By US standards of homelessness, it's not a bad gig.
Hamahara eats free fresh food - rice, fish, meat, and vegetables. Because of strict Japanese hygiene laws, lunch boxes are discarded by convenience stores about 15 hours after they are prepared.
"If I am lucky, I get really good food, much better than at a restaurant," said Hamahara, who has befriended neighborhood convenience store employees.
He bathes, combs his hair, and washes his clothes in the park's clean public restroom. With the two brooms and dustpan that he keeps at his side, he tidies up the restroom and the park every morning at dawn, often with park employees.
Most days, children, along with nannies and parents, invade the park. Hamahara finds peace in the sounds of their play but keeps his distance. He does not talk to children, fearing he might frighten them or their guardians.
He has chosen his neighborhood well. The park is in Nishi-Azabu, where houses and apartments often rent for $10,000 a month or more. And the bench where he sleeps is next to a fancy supermarket that is guarded at night by private security guards. Hamahara said the guards are kind to him, which makes his sleep restful.
Police officers have never bothered him, he said, and no one has stolen or disturbed his possessions: an umbrella, a hand-held fan, a winter jacket, and clothing he keeps in a large cardboard box marked "Kleenex." When Hamahara needs money, he goes to a construction site and offers himself as a day laborer, making about $90 a day.
The homeless in Japan are rare - about 10 times more rare than in the United States, according to government studies in both countries.
There are only about 18,500 homeless people in Japan, a country of 127 million people.
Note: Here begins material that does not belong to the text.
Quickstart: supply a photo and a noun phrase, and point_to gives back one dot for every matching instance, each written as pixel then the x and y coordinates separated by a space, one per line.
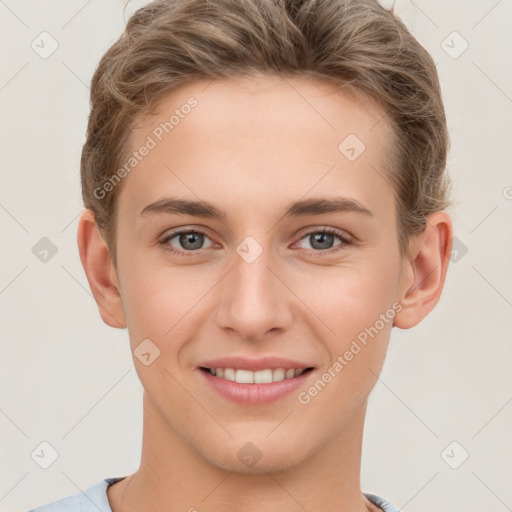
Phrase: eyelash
pixel 311 252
That compares with estimates of 335,000 in the United States, with a population of 300 million.
In Japan, the homeless tend to lead lives that are more self-sufficient and less scarred by alcoholism and mental illness than the lives of homeless people in the United States and Europe, according to government figures and specialists.
"Nearly half survive without public support and they earn money as well," said Toshio Mizuuchi, a professor at Osaka City University who studies homelessness.
National surveys have found few drug addicts among the homeless. In Osaka, Japan's second-largest city, 10 percent to 15 percent of the homeless have alcohol or mental health problems, Mizuuchi said, while across Japan the prevalence of these problems among the homeless is considerably lower.
In the United States, a quarter of the homeless are disabled by mental illness or chronic substance abuse, a federal study found in 2007.
The concept of homelessness in Japan is rather new. There were always beggars, vagabonds, and vagrants, but they have been neither numerous nor visible since postwar prosperity exploded in the 1960s. The word "homeless" was almost never used until Japan's bubble economy burst and the homeless became visible in city parks in the '90s.
Even now, there are fewer than 25 state-funded homeless shelters in Japan. In the past four years, because of a stronger economy, the total number of homeless people has fallen 27 percent.
At the same time, the city of Tokyo has moved aggressively to remove about 2,000 homeless people from five major parks. The city has persuaded about 70 percent of them to abandon their tents and hand-built cottages. It offers job training and two years of deeply subsidized rent ($30-a-month rent for an apartment that usually goes for $600).
All this has conspired to make Hamahara a lonely guy in the park. "There are much fewer of us now," he said.